It's just how you feel. It's not what you want.
Maybe between the two mantras, he could start to feel better about what he was about to do.
Blindsided at his workplace twenty years after the tragedy that stole four innocent lives - five if you count the fact that Jack all but stopped living too - and shot by a tranquilizer. Marched back to the place that haunted his worst nightmares with a gun at his back and threatened with jail time if he did not comply. Those were the conditions. He had to remind himself of that.
Nothing about that particular situation screamed, "I want to be here!" In fact, it might as well have been a hostage situation. And Jack Shepard was no friend to Stockholm Syndrome. He was aware that his shackles had come off and that the cage door was open. It had been for an entire work week now, actually.
It's almost like he just didn't want to alert anyone else to the fact that he knew he was free to go. Like if he made too sudden of a break for it, they might swoop in and stop him again. All he ever wanted was to finally be free from this place, and with his greatest dream on the line, things had to go just right. The proper paperwork, talking to the right people, making the terms and conditions clear and unbreachable. Then he could walk out of here a free man.
Would it feel shitty to leave the children while they're just getting started? Absolutely. Would he miss them and plenty of other people here that he had either gotten to know for the first time or rekindled familiar friendships with? There was no doubt in his mind. But none of that mattered. Because the pain of walking away would be overshadowed by all that he was saving. He was leaving while the kids were still breathing. Before tragedy could strike and ruin his life all over again. His brother was alive, his team was successful, he was free to go. Severing the ties now was the best wait to avoid any future pain.
And as for his friends, he had left them behind before. Maybe he would keep in touch. That was a lie to make himself feel like a better person. The only one of his friends whose phone number he had was Marsha, and it's only because he got it from the staff directory in case of an emergency. He wouldn't call any of the others, and they wouldn't call him. Keeping in touch with Marsha was a happy thought, but a pipe dream. Jack knew she wouldn't want anything to do with him after what he was about to do.
But he wasn't doing anything wrong. He had accomplished what he was here to do. He didn't break any laws, he trained the children to fight Concussion, and he even saved his long-lost brother in the process. That was all he had been here for on paper. Morally, maybe he wasn't making the right call, but that was far less of his concern. In terms of black and white, he was not doing anything wrong.
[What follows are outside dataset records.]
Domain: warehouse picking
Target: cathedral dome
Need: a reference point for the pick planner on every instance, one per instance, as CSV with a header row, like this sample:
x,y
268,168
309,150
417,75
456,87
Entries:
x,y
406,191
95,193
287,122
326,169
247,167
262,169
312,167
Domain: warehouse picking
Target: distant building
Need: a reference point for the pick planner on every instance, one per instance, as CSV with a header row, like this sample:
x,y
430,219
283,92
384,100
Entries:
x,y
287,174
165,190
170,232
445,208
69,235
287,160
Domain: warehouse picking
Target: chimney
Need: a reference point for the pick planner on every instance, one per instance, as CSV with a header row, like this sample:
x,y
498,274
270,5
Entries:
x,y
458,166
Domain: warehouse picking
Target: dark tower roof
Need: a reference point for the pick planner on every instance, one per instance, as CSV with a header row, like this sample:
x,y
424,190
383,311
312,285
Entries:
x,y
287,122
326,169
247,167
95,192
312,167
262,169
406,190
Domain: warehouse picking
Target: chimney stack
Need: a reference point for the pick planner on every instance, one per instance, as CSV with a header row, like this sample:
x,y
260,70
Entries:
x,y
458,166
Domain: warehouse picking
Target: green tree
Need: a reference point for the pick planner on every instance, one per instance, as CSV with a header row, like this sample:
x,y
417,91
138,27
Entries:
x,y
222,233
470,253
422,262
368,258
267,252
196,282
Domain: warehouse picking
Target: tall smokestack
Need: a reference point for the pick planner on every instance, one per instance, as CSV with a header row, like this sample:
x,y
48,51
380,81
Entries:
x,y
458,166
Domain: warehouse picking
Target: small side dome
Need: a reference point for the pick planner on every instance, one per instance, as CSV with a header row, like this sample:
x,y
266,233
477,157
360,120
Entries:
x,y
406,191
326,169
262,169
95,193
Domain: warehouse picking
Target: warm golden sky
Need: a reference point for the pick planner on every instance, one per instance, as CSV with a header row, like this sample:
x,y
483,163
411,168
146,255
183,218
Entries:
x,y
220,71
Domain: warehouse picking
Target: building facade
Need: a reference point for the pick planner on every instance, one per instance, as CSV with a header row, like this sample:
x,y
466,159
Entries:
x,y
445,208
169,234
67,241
All week - actually, for the better part of the last month - he had been fighting off a certain feeling that lingered in his bones, reignited by this new era of the Zenith Program. Something was tugging at him. And he knew what it was. The desire to stay. To have something to live for again, to save the world, to distribute his knowledge onto the next generation. To stay and build a life here. A real life. And that was the most dangerous feeling Jack had ever experienced.
He knew that, and he clocked it all along. Hence why he now reminded himself that it was just a feeling. He had felt many things over the course of his life that he never let himself act upon, because it wasn't what he wanted. It was no different now. Sure, he had certain feelings that made him feel like he should stick around and make something of himself right here at Area 52, but what he wanted – what he had always wanted – was to have nothing to do with this program ever again. He wanted to leave once and for all, on his own terms. And what he wanted was far more important than whatever he was feeling.
He had reconciled it in his head. Jack had been nothing but clear in terms of his intentions. Even after he came around to the idea of working with the kids and training them properly, even after he let himself like them, he was careful never to admit that maybe this place wasn't so bad. That he might consider sticking around once his contract was up and it was all over. He never indicated that he was even considering such a thing. If anyone took his change of heart to mean that he was now willing to throw away his life and his plans to remain here at the place that had destroyed everything he ever loved, they were kidding themselves, and it wasn't his fault.
How could he just sit back and attempt to forget that he had spent the last two decades trying never to even think about this place and all that it had taken from him? How could he spend so much energy running from his past only to roll over when it finally caught up to him? Surely, he had been so adamant for a good reason.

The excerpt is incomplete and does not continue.